Book Synopsis Callaloo or Tossed Salad? by : Viranjini P. Munasinghe
Download or read book Callaloo or Tossed Salad? written by Viranjini P. Munasinghe and published by Cornell University Press. This book was released on 2018-09-05 with total page 334 pages. Available in PDF, EPUB and Kindle. Book excerpt: Callaloo or Tossed Salad? is a historical and ethnographic case study of the politics of cultural struggle between two traditionally subordinate ancestral groups in Trinidad, those claiming African and Indian descent. Viranjini Munasinghe argues that East Indians in Trinidad seek to become a legitimate part of the nation by redefining what it means to be Trinidadian, not by changing what it means to be Indian. In her view, Indo-Trinidadians' recent and ongoing struggle for national and cultural identity builds from dissatisfaction with the place they were originally assigned within Trinidadian society. The author examines how Indo-Trinidadian leaders in Trinidad have come to challenge the implicit claim that their ethnic identity is antithetical to their national identity. Their political and cultural strategy seeks to change the national image of Trinidad by introducing Indian elements alongside those of the dominant Afro-Caribbean (Creole) culture.Munasinghe analyzes a number of broad theoretical issues: the moral, political, and cultural dimensions of identity; the relation between ethnicity and the nation; and the possible autonomy of New World nationalisms from European forms. She details how principles of exclusion continue to operate in nationalist projects that celebrate ancestral diversity and multiculturalism. Drawing on the insights of theorists who use creolization to understand the emergence of Afro-American cultures, Munasinghe argues that Indo-Trinidadians can be considered Creole because they, like Afro-Trinidadians, are creators and not just bearers of culture.

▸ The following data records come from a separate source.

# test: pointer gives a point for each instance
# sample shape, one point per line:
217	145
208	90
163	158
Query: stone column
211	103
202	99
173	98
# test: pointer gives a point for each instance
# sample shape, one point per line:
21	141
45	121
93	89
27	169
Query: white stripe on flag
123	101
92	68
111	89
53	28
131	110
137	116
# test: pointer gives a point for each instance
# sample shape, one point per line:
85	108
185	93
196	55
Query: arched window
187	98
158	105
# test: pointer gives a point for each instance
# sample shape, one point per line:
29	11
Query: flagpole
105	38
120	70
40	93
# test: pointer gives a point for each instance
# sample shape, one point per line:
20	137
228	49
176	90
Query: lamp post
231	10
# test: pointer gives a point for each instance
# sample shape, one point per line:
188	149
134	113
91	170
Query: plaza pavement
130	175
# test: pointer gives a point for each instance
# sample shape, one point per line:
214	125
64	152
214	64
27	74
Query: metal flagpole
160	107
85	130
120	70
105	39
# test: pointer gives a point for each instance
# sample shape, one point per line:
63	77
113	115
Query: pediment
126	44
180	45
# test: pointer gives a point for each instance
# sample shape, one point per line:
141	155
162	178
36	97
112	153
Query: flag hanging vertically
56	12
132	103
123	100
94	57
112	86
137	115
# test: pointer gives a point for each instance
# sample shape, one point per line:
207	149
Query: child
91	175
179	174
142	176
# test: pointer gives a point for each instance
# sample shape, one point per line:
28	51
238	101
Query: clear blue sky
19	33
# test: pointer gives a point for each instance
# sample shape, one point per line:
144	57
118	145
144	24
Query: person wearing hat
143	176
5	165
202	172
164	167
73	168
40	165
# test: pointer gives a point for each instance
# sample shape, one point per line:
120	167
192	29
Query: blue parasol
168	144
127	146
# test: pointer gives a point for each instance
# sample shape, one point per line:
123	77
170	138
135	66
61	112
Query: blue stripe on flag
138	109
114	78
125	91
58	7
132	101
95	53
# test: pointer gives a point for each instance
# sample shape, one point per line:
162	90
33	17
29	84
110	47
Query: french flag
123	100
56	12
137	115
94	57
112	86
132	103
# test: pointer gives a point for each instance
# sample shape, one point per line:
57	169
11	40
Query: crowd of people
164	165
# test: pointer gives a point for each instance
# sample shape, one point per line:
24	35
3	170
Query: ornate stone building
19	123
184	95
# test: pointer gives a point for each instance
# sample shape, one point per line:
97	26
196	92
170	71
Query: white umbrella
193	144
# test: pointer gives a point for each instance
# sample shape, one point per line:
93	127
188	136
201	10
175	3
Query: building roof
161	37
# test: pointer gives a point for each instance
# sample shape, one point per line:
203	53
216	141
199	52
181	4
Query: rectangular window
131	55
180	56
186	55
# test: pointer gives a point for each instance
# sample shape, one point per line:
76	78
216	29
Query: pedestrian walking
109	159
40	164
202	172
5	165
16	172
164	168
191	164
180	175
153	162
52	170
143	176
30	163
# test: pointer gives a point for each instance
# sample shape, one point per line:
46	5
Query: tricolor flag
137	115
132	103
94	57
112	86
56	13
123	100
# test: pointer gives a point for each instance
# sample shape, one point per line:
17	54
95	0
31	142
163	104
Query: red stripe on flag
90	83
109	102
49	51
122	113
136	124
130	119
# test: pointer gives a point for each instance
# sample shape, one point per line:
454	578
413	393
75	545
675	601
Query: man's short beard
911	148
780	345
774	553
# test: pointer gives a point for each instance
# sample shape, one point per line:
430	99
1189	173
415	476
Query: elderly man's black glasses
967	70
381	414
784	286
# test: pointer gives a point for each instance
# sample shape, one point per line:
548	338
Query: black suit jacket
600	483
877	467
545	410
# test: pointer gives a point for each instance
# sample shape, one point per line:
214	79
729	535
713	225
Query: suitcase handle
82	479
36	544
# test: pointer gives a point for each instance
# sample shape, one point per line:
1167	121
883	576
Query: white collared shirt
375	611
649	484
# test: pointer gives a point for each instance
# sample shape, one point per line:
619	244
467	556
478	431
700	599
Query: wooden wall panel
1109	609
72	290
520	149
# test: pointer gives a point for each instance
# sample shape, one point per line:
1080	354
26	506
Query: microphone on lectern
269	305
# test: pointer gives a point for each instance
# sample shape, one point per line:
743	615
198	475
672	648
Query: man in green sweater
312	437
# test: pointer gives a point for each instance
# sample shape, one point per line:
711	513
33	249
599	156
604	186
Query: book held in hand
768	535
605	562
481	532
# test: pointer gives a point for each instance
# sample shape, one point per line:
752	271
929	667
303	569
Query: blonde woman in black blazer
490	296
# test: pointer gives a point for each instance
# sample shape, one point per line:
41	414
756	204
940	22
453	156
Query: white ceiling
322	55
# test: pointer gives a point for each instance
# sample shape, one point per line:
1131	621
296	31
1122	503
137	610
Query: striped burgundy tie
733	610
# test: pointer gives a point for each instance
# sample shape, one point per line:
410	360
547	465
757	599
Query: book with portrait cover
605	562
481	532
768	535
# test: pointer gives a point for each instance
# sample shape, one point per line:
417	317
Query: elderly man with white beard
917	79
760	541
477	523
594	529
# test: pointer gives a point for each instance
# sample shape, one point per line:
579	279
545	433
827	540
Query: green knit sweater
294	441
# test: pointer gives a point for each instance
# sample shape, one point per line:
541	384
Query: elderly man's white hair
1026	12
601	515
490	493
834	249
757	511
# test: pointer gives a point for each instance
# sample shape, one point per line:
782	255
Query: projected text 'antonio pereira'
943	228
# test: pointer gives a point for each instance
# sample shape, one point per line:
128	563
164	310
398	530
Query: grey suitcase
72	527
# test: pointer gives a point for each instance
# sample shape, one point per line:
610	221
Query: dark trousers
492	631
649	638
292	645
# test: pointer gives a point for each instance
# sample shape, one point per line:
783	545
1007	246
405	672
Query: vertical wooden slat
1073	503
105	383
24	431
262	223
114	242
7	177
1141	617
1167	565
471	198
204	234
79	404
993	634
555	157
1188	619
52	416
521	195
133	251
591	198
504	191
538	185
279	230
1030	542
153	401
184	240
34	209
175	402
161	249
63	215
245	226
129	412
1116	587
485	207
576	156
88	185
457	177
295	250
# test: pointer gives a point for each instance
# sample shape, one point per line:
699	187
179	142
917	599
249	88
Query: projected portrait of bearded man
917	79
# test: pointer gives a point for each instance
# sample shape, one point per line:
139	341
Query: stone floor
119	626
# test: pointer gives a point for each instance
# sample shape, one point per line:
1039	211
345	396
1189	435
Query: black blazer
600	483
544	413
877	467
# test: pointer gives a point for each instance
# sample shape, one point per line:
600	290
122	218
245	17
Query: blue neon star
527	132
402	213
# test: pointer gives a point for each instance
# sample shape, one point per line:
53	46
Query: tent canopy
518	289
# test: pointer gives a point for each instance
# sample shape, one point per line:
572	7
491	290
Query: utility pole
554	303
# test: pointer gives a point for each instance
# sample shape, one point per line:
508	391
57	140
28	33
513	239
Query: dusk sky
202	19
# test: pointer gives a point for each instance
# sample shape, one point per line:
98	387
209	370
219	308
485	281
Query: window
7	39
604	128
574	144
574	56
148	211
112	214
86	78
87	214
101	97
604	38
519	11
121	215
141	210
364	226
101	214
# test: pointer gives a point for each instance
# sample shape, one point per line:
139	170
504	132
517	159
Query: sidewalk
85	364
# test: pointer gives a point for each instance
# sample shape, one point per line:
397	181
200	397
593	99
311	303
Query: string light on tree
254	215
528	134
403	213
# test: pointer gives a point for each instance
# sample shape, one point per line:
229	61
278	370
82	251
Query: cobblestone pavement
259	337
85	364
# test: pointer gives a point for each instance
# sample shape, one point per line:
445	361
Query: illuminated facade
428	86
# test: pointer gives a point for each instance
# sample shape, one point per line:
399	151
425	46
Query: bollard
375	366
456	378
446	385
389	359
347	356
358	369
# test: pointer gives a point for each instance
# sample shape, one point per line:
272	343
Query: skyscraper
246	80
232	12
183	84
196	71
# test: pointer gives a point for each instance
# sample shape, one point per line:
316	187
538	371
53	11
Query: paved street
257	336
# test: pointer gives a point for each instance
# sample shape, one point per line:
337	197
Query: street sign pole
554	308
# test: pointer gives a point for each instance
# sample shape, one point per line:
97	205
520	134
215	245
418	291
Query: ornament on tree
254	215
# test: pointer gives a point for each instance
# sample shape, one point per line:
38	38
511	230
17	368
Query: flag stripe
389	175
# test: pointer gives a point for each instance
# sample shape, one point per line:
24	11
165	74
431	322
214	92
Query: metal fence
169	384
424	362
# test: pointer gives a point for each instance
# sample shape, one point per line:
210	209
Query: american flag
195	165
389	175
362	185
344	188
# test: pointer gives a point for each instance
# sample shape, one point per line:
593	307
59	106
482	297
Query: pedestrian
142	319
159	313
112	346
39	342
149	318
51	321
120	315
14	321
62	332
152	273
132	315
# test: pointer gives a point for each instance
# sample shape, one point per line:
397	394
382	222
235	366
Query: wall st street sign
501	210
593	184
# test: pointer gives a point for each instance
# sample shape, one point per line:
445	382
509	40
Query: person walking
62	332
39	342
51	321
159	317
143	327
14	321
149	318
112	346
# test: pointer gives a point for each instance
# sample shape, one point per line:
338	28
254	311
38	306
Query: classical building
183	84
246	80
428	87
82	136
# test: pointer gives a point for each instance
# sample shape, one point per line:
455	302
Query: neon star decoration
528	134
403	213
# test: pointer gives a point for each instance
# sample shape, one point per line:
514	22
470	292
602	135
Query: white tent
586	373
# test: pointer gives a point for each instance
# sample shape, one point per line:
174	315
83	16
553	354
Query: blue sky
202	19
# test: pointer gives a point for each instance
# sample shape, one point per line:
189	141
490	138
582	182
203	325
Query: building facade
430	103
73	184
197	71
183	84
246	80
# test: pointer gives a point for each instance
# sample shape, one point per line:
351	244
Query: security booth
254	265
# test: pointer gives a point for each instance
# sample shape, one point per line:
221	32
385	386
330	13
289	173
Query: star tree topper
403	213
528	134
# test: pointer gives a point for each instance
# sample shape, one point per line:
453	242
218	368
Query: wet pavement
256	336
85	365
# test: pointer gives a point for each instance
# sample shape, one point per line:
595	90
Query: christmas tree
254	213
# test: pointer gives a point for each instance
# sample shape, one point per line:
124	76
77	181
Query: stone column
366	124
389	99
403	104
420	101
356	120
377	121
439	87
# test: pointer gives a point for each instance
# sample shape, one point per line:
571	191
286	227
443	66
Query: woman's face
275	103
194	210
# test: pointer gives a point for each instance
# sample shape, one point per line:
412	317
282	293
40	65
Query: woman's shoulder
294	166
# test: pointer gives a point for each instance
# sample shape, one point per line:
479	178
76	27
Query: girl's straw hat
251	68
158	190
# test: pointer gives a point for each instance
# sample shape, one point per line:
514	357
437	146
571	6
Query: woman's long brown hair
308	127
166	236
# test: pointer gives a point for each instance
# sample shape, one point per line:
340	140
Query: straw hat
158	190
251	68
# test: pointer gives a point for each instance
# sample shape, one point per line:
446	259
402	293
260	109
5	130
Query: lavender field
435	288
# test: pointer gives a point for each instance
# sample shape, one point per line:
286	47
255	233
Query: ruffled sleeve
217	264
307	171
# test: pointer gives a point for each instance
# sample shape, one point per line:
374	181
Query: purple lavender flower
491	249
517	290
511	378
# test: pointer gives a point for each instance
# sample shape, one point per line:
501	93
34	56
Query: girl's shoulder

Book Synopsis Coral Reefs of the United Kingdom Overseas Territories by : Charles Sheppard
Download or read book Coral Reefs of the United Kingdom Overseas Territories written by Charles Sheppard and published by Springer Science & Business Media. This book was released on 2013-03-14 with total page 334 pages. Available in PDF, EPUB and Kindle. Book excerpt: The tropical UK Territories have extensive coral reefs. Huge parts of these areas are exceptionally rich, productive and diverse. Their marine biodiversity exceeds that of the UK itself, and several are already, or are planned to be, strictly protected. Some of these areas serve as reference sites for many other countries with damaged reefs and they are oases of tropical marine biodiversity in a fast-degrading world. This book reviews all of the UK reefs, from those scarcely known to those where substantial research has already been performed.